Turns out it was true. Someone really had stolen my credit card number and attempted to use it in multiple locales, including Brazil. The woman with the lilting Caribbean voice was really on my side the whole time. Although one thing never was explained…
When I called the second time, they never asked for my address to send the card out; they just said I’d get it in the mail in a week or two. Which I did. And I never had to pay a penny for any of the fraudulent charges, even though the card company had the right to charge me up to $50.
(Most credit card contracts say this, but you will rarely if ever be charged anything for fraudulent charges, regardless of the card company you are with.)
Are there lessons to be learned here? I came away with these:
- Even the closely-watched credit card can be “stolen.” Every time your card is handed over in a restaurant or store, there is an opportunity for the person holding your card to copy the necessary information to use that card fraudulently. There is little you can do about this, but…

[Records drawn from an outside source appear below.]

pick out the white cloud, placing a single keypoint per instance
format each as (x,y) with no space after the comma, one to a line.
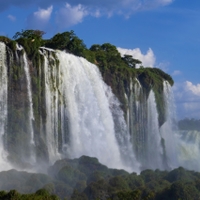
(195,89)
(12,18)
(187,98)
(176,73)
(70,15)
(40,18)
(110,7)
(148,59)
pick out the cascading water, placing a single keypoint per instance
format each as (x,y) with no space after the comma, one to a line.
(90,120)
(154,148)
(51,78)
(66,110)
(30,114)
(168,129)
(189,149)
(3,107)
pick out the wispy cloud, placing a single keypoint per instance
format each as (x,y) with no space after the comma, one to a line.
(11,18)
(40,18)
(103,6)
(148,59)
(70,15)
(176,73)
(195,89)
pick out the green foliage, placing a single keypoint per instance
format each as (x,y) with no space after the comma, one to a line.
(130,61)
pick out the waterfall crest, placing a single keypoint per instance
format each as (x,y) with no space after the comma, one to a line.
(62,108)
(3,108)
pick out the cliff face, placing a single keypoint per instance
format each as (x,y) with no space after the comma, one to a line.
(57,105)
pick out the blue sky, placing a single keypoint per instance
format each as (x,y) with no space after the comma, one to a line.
(162,33)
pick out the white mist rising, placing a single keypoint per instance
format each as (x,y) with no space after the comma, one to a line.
(77,114)
(4,165)
(91,124)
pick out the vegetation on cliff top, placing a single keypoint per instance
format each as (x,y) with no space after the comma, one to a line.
(117,71)
(105,56)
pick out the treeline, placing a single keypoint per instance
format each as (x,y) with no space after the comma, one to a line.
(189,124)
(86,179)
(105,56)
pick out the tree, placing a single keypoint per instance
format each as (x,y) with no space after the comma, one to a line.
(29,34)
(130,61)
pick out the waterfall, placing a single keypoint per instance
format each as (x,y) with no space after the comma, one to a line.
(66,110)
(168,129)
(90,119)
(154,148)
(30,105)
(189,149)
(51,78)
(3,107)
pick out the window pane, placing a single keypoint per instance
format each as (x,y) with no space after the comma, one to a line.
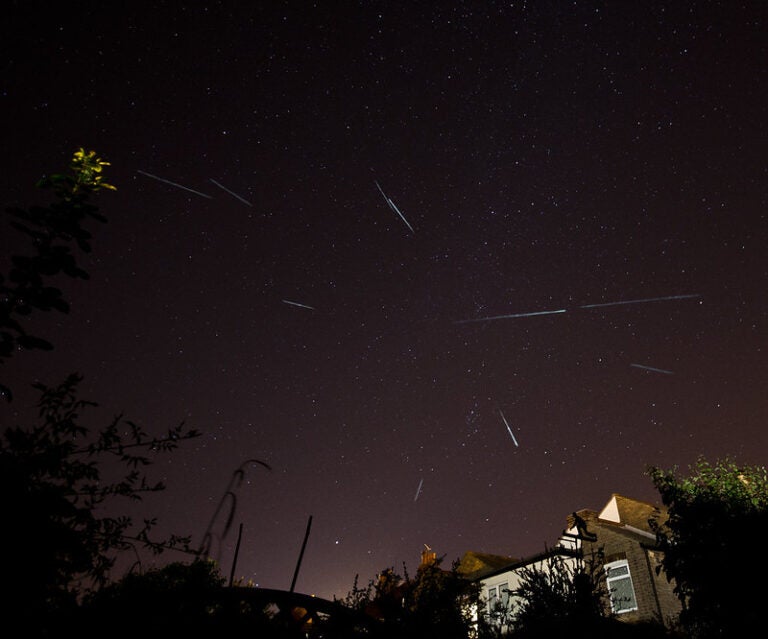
(618,571)
(622,595)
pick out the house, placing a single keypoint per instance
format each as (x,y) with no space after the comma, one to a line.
(620,535)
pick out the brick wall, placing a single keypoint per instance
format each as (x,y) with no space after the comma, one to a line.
(655,598)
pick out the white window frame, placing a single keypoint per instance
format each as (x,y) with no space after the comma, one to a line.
(621,563)
(493,597)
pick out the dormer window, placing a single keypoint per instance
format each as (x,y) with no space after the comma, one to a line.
(620,588)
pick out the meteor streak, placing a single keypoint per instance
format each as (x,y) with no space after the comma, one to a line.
(509,430)
(178,186)
(232,193)
(312,308)
(650,368)
(418,490)
(512,316)
(649,299)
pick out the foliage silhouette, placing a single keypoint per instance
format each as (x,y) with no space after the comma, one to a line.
(58,542)
(435,602)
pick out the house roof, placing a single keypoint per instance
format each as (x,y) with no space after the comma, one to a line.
(628,512)
(503,564)
(477,563)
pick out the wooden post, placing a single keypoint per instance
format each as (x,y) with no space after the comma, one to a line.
(301,554)
(237,550)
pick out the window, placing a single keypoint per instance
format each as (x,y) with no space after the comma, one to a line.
(620,588)
(492,598)
(504,595)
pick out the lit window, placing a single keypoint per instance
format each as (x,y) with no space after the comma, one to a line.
(504,595)
(619,583)
(492,598)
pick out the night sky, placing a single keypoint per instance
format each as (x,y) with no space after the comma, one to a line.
(340,236)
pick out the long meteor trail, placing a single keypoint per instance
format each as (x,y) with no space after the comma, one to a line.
(509,430)
(311,308)
(648,299)
(393,206)
(512,316)
(232,193)
(418,490)
(178,186)
(650,368)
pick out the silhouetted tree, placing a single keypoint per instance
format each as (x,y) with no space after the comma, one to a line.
(567,592)
(57,232)
(713,543)
(56,539)
(435,602)
(180,599)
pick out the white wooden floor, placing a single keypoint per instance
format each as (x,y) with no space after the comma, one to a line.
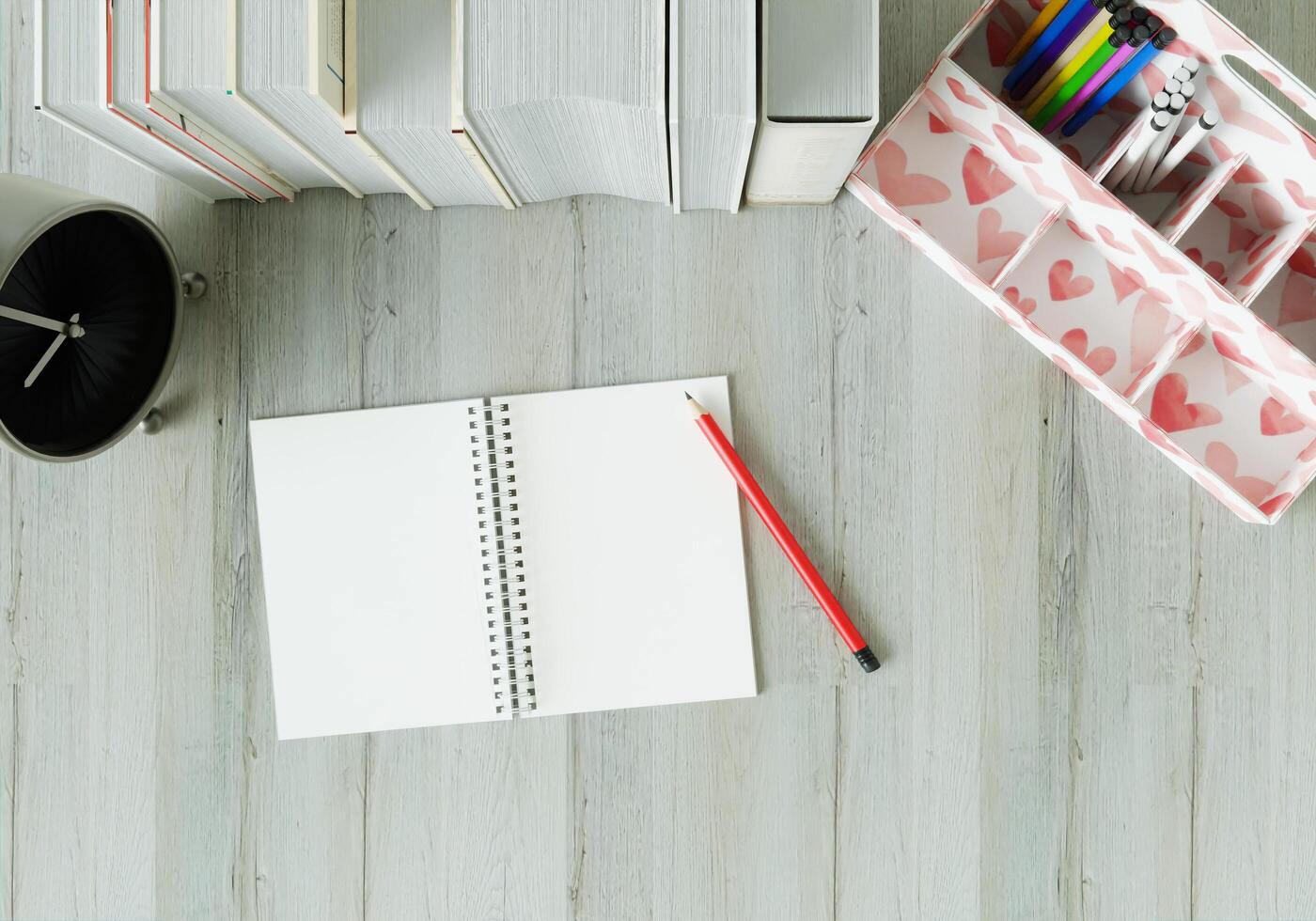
(1099,688)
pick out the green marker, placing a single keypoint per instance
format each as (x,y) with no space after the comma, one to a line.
(1065,94)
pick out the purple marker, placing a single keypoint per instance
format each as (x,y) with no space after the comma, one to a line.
(1140,36)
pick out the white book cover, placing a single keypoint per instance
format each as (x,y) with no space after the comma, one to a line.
(819,99)
(516,555)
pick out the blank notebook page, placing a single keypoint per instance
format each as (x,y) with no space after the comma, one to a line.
(632,539)
(370,553)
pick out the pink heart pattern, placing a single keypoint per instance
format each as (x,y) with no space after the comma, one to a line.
(983,180)
(1171,411)
(995,242)
(1228,388)
(1099,359)
(904,188)
(1065,285)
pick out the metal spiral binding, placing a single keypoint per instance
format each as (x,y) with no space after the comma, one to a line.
(502,563)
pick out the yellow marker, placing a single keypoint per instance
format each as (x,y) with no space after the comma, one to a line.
(1043,19)
(1073,68)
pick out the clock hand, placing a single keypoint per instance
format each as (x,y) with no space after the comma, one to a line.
(35,320)
(50,352)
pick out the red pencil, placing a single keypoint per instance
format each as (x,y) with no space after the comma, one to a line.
(785,539)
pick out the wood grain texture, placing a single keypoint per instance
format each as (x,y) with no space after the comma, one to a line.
(1099,688)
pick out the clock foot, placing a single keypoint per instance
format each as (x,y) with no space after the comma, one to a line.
(194,286)
(151,423)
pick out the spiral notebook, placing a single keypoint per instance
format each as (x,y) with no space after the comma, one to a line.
(500,558)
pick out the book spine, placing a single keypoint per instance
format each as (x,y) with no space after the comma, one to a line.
(507,608)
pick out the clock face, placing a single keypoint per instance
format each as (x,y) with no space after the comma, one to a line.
(105,282)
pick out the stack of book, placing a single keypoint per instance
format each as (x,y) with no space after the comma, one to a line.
(473,101)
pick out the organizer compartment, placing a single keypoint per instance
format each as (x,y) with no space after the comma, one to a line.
(1216,412)
(1070,289)
(1141,299)
(1289,303)
(1246,234)
(980,52)
(961,196)
(1178,200)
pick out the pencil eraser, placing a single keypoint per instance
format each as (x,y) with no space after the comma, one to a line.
(866,660)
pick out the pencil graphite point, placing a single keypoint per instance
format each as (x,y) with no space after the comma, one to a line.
(695,408)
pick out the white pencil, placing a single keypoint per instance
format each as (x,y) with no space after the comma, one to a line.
(1131,180)
(1134,155)
(1184,145)
(1160,102)
(1178,102)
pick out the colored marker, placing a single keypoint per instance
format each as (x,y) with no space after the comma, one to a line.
(1075,55)
(1076,26)
(1043,41)
(1043,19)
(1072,95)
(1138,181)
(1160,121)
(1043,94)
(1115,85)
(1184,145)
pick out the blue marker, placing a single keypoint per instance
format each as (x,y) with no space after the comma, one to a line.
(1121,79)
(1043,41)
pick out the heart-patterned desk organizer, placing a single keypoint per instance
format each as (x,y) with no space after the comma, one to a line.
(1188,311)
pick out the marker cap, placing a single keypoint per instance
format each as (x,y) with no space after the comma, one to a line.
(1121,16)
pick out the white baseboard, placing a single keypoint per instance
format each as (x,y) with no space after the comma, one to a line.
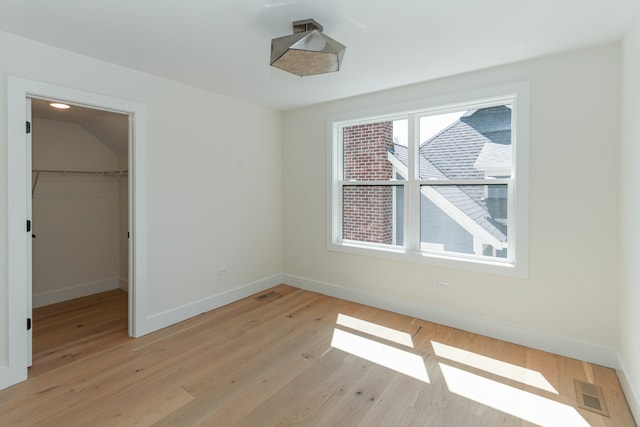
(167,318)
(123,284)
(632,395)
(65,294)
(541,340)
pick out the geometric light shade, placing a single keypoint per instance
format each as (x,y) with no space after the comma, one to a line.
(307,51)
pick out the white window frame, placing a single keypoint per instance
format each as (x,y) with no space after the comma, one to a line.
(516,264)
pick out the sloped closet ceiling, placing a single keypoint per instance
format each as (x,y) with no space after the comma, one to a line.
(112,129)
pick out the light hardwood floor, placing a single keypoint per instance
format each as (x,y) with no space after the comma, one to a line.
(295,358)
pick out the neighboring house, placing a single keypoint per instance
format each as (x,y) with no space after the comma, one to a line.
(463,219)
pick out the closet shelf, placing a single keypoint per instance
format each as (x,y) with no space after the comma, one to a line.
(121,172)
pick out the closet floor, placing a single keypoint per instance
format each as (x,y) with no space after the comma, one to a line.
(70,331)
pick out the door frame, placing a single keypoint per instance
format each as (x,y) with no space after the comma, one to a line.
(19,194)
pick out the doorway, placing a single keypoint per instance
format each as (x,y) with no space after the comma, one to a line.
(19,177)
(79,211)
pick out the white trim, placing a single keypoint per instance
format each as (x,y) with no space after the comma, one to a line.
(71,292)
(632,394)
(18,90)
(542,340)
(186,311)
(516,265)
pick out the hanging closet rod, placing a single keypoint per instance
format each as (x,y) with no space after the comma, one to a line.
(121,172)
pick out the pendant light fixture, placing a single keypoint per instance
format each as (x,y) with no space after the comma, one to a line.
(307,51)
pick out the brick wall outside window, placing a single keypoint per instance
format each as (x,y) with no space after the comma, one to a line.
(368,210)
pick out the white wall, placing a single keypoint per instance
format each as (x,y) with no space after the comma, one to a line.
(570,298)
(75,218)
(630,214)
(214,180)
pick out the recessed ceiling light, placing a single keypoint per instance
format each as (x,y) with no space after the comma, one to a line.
(60,106)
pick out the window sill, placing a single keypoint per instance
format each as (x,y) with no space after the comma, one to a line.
(499,268)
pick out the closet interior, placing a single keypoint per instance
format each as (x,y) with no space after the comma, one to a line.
(79,202)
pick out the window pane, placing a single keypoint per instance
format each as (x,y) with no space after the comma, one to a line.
(470,144)
(469,219)
(368,152)
(373,214)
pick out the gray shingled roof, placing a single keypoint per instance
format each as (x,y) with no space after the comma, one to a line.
(453,153)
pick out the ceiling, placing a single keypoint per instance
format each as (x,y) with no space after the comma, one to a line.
(112,129)
(224,45)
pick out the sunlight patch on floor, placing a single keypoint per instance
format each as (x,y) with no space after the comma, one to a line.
(393,358)
(494,366)
(519,403)
(374,329)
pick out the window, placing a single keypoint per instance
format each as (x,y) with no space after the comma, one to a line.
(437,183)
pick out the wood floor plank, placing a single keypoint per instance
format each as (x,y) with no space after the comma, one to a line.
(275,361)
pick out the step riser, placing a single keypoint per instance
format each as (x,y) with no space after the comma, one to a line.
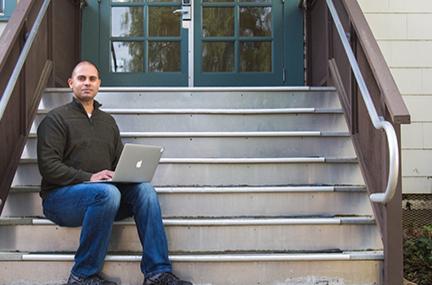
(217,99)
(210,273)
(229,204)
(237,238)
(240,147)
(234,174)
(225,123)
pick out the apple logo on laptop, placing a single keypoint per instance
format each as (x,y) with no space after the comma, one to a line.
(139,164)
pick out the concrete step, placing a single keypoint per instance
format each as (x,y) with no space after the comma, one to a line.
(186,98)
(226,120)
(236,171)
(347,268)
(306,200)
(236,144)
(205,235)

- Your credit card company is on your side. They are as interested as you are in stopping thieves before they make new charges — actually, they are much more interested, because the card companies are the ones that ultimately pay for fraud.
- Paranoia is good. Yes, the calls I received really were from my card company, and my paranoia was misplaced… This time. But considering my card number was stolen while I still had the card in my possession, it was the natural and correct attitude to take in making sure the situation was as it originally appeared. If I got tricked into willingly giving up my personal information to scammers, it may have been more difficult to make the case that my card was used fraudulently.
The bottom line is that my credit card numbers were stolen and I didn’t pay a dime. For all the stories you hear or read about identity theft, there is a strong anti-theft network behind the scenes working to thwart the bad guys. This anti-theft effort is what makes the credit system work as smoothly as it does, despite the occasional scary phone call from your card company on a sleepy Sunday morning.